If not 'sequester,' then what? Five ideas from left and right.

Few in Washington believe that “the sequester” – automatic spending cuts that will hit the federal budget to the tune of $85 billion as of March 1 – is a good idea. It has been described variously as a blunt instrument, a cleaver, stupid, and akin to shooting the Department of Defense in the head.

But what’s been proposed as an alternative?

Well, members of Congress, the White House, and deficit-reduction gurus Alan Simpson and Erskine Bowles (remember their special bipartisan commission?) have all put forward their plans to replace it. The thinking is that surely there is a better way than to proceed with the sequester’s across-the-board cuts for every line in the federal budget, as if each is of equal importance.

While the sequester will require cuts in nearly all core federal functions, some slices of government are exempt. Social Security payments will still go out as usual. Active-duty military personnel won’t be cut; nor will services for veterans. Some social services, including nutrition assistance and the Medicaid health program for poor Americans, are also exempt from cuts.

But pretty much everything else is sequester-eligible. What to do instead? Here are five anti-sequester options that are out there. 

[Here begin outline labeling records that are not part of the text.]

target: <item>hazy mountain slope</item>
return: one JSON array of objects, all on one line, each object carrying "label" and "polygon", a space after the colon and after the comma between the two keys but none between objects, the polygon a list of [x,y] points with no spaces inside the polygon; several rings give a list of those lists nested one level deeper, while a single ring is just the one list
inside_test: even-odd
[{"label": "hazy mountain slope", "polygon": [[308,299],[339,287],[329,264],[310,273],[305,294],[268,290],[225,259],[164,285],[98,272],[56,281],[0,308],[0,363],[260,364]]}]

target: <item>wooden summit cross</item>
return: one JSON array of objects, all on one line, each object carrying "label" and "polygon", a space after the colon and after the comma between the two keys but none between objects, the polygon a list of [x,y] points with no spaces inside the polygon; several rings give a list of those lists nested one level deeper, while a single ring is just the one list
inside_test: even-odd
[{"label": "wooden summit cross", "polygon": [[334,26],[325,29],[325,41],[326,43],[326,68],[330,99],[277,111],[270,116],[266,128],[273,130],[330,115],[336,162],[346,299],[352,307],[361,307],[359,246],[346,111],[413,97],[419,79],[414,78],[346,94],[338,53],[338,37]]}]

1. The defense hawks: ‘Shrink the federal workforce instead’

Susan Walsh/AP/File
Republican Sens. John McCain of Arizona (r.) and James Inhofe of Oklahoma attend a hearing on Capitol Hill in Washington.

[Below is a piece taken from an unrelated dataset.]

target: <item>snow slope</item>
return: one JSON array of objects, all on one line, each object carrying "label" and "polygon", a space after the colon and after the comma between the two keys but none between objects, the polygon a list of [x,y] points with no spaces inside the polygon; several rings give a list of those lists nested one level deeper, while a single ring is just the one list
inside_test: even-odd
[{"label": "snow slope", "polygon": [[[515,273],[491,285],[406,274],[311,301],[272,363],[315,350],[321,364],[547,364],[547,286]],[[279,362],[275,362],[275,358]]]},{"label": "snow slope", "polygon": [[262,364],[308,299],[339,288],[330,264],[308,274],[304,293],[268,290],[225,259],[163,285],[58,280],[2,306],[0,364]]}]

Top Republicans on the House and Senate armed services committees (Rep. Buck McKeon of California and Sen. Jim Inhofe of Oklahoma, respectively) are among those who have joined stalwart defense hawks like Sen. John McCain (R) of Arizona to propose this one-year fix: Slash the federal workforce instead of making all the other cuts (in the process staving off $42.7 billion in cuts to the US military this fiscal year).

The defense hawks would shrink the federal workforce by 10 percent through attrition – or about 210,000 positions. Federal agencies would be allowed to hire one person for every three who leave, netting $85 billion in savings over 10 years. The bill also freezes lawmakers’ pay.

Such a hiring regimen would allow each federal agency to direct new hires to its most vital divisions instead of instituting across-the-board cuts. The lawmakers propose a fix for a single year, in the hope that a broader compromise might be reached within that period.

“To the president: We bear responsibility as Republicans for allowing this to happen,” Sen. Lindsey Graham (R) of South Carolina said in early February at a press conference introducing the bill. “Lead us to a better solution. If you do not, Mr. President, you will go down in history, in my view, as one of the most irresponsible commanders in chief in the history of the country because what you will have done, Mr. President, is you will have allowed the finest military in the history of the world to deteriorate at a time when we need it the most.”